Good morning everybody, and welcome to ANI’s earnings conference call for the second quarter of 2014. My name is Art Przybyl, I'm the President and CEO and with me today is our Chief Financial Officer, Charlotte Arnold. Before we begin, I would like to refer everyone to the forward-looking statements language in this mornings' press release.

And ask each of you to review it carefully as important context for this conference call. Discussions will also include certain financial measures that were not prepared in accordance with generally accepted accounting principle.

Reconciliation of those non-GAAP financial measures to the most directly comparable financial measures can be found in our earnings release dated today. For the first time, since ANI has been a public company, we are providing revenue, non-GAAP adjusted earnings per share and non-GAAP adjusted EBITDA guidance.

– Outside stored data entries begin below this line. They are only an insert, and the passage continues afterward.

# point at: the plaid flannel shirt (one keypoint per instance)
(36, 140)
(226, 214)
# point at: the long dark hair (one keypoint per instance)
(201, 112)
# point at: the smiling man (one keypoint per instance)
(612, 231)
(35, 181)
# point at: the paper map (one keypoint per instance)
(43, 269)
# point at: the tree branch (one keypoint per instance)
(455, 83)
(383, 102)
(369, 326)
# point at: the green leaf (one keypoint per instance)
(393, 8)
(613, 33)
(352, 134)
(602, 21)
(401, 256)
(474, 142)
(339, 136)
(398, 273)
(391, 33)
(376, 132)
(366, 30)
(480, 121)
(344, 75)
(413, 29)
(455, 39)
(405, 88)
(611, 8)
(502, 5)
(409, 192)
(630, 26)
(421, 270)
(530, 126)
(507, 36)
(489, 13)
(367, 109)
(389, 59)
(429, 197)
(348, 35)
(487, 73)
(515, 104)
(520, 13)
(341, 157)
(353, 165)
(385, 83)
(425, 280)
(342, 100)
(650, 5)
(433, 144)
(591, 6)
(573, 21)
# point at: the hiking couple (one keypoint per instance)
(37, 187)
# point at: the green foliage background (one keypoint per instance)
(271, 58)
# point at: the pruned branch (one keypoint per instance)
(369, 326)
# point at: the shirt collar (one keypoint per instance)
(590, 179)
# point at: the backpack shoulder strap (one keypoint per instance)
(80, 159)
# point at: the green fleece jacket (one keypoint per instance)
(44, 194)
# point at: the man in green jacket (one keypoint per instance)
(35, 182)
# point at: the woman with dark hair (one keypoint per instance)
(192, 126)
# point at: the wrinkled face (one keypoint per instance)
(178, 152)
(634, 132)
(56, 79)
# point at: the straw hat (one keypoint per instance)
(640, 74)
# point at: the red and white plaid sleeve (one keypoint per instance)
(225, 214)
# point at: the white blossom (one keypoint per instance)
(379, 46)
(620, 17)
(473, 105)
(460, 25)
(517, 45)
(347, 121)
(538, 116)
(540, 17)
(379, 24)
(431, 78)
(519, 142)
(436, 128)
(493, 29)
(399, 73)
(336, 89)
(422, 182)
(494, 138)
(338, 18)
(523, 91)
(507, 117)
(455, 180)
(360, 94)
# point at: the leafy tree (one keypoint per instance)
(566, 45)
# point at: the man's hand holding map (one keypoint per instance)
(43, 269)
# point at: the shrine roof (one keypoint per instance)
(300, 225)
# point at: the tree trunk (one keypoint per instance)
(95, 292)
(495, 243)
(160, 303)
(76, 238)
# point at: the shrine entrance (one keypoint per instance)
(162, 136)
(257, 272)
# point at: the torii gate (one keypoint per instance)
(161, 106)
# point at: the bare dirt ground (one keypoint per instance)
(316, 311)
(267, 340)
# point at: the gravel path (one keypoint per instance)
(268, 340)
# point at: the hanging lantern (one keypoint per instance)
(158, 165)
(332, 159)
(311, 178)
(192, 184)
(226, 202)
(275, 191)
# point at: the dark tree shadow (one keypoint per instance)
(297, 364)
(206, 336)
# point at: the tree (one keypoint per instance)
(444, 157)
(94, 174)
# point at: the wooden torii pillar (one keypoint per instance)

For the second half of 2014, we are guiding our net revenues in the range of $28 million to $30 million, our adjusted non-GAAP earnings per share in the range of $0.90 to $1 and our adjusted non-GAAP EBITDA in the range of $14 million to $15 million.

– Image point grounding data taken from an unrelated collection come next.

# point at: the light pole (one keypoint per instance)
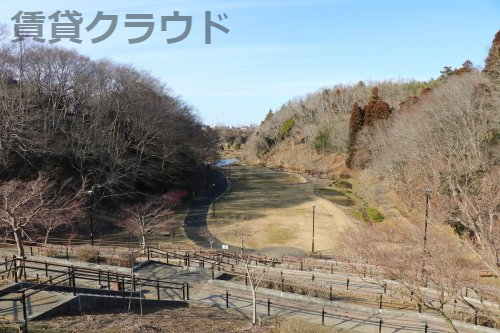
(213, 199)
(427, 193)
(312, 248)
(91, 192)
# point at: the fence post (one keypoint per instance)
(25, 313)
(158, 289)
(24, 267)
(15, 270)
(73, 280)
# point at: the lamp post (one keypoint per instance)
(91, 192)
(213, 199)
(312, 247)
(427, 192)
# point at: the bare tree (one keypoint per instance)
(255, 275)
(150, 217)
(40, 204)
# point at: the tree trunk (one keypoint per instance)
(19, 242)
(254, 307)
(20, 251)
(46, 239)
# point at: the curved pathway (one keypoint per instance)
(196, 220)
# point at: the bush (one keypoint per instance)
(51, 251)
(119, 261)
(86, 253)
(286, 128)
(322, 140)
(374, 214)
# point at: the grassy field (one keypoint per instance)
(276, 208)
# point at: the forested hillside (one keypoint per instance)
(408, 138)
(119, 128)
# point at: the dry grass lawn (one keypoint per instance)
(276, 207)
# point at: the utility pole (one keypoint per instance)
(213, 200)
(312, 248)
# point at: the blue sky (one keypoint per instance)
(277, 50)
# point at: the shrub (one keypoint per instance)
(374, 214)
(322, 140)
(286, 128)
(86, 253)
(51, 251)
(118, 261)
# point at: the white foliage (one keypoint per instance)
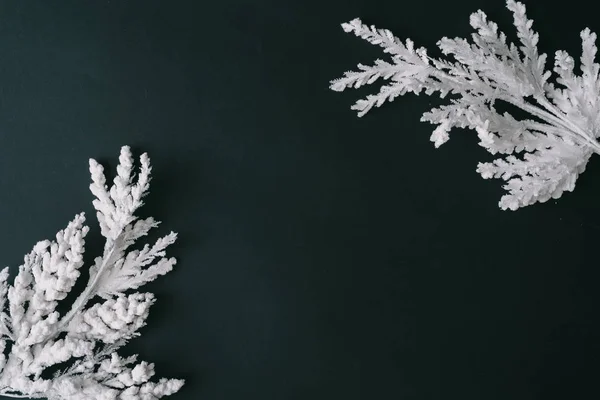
(541, 157)
(34, 336)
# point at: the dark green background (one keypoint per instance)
(322, 256)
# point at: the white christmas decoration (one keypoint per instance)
(541, 157)
(79, 347)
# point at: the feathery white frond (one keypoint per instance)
(544, 154)
(87, 335)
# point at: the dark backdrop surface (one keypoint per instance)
(321, 256)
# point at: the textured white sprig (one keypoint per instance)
(81, 345)
(541, 157)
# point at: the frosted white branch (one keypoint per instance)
(543, 155)
(87, 336)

We feel our revenue, cost of sales and operating expense estimates are now predictable enough to allow us to provide guidance. As such this guidance includes our recent accretive transactions for Lithobid and Vancocin, but does not include the impact from any additional product launches which may occur in the second half of 2014.

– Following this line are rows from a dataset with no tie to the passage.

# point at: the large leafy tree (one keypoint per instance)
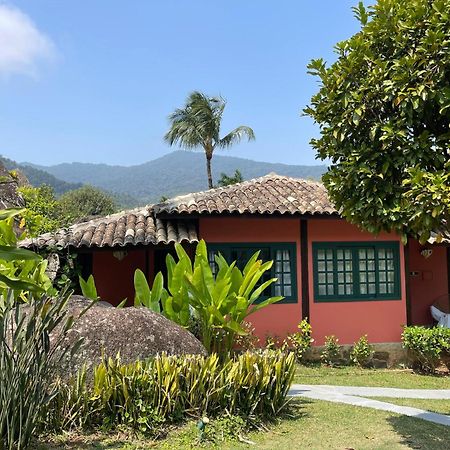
(384, 113)
(197, 125)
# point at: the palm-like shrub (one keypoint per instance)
(168, 389)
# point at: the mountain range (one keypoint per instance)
(176, 173)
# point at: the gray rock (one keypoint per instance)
(134, 333)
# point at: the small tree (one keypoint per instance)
(226, 180)
(384, 111)
(41, 214)
(198, 123)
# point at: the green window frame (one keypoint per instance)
(356, 271)
(283, 255)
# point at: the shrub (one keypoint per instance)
(166, 389)
(249, 340)
(300, 341)
(331, 350)
(361, 352)
(426, 345)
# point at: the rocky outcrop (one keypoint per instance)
(134, 333)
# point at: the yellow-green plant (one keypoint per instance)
(21, 270)
(223, 301)
(168, 389)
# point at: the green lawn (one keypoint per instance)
(354, 376)
(315, 425)
(439, 406)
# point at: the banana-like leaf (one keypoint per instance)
(142, 290)
(88, 288)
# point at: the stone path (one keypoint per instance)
(351, 395)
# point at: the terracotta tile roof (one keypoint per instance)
(138, 226)
(266, 195)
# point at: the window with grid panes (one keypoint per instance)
(345, 271)
(284, 265)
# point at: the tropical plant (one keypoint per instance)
(28, 361)
(361, 352)
(21, 270)
(167, 389)
(224, 300)
(383, 109)
(226, 180)
(88, 288)
(146, 297)
(198, 123)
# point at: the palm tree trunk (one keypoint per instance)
(208, 171)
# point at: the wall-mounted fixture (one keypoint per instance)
(426, 252)
(120, 254)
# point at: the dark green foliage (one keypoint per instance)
(27, 363)
(331, 350)
(197, 125)
(384, 112)
(41, 214)
(168, 389)
(361, 352)
(85, 203)
(226, 180)
(300, 341)
(20, 269)
(427, 345)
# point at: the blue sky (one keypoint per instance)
(99, 77)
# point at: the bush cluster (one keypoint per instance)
(167, 389)
(429, 347)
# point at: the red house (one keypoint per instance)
(346, 281)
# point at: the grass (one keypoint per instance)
(311, 424)
(438, 406)
(355, 376)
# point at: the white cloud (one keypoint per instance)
(22, 45)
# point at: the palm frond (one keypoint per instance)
(236, 135)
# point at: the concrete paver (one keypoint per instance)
(352, 395)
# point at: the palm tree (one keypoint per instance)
(197, 124)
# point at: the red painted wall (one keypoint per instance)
(276, 319)
(428, 281)
(115, 279)
(382, 321)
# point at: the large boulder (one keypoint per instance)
(135, 333)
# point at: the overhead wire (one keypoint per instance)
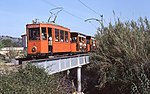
(89, 7)
(63, 10)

Recently, we expanded our mature brand product offerings from 2 to 4 products with the acquisitions of Lithobid and Vancocin. We have already launched the Lithobid product with the ANI label. And following a short transition period during which ANI will receive sales proceeds, we will launch our own ANI-labeled Vancocin product.

As part of the Vancocin purchase, we also acquired ANDAs for both the injectable and solution Vancomycin product versions and we will explore the potential for launching these drugs at a future date to be determined.

Combined, the Lithobid and Vancocin acquisitions are expected to generate $9.4 million in annual revenues and $8 million in annual non-GAAP EBITDA.

We invested a total of $23 million in these two mature brands and we consider mature brands an important part of our business strategy, providing high margin cash flow and diversification of our revenue and earnings. We will continue to selectively pursue these opportunities.

Our four mature brands are expected to contribute over $12 million in annual revenues. Our generic product pipeline now consists of 49 products and continues to advance.

During the quarter, we filed an ANDA for our first anti-cancer product and requested an FDA expedited review since the product currently has no generic competition and no blocking patents. In addition, we have established an exclusive licensing and supply agreement for the active raw material for the filed product.

We expanded our generic drug agreement with Sofgen and entered into a new agreement for generic drug with Dexcel. In both cases, ANI will be the marketing partner for the products involved. We expect to launch our first Sofgen and the Dexcel product within the next 12 months.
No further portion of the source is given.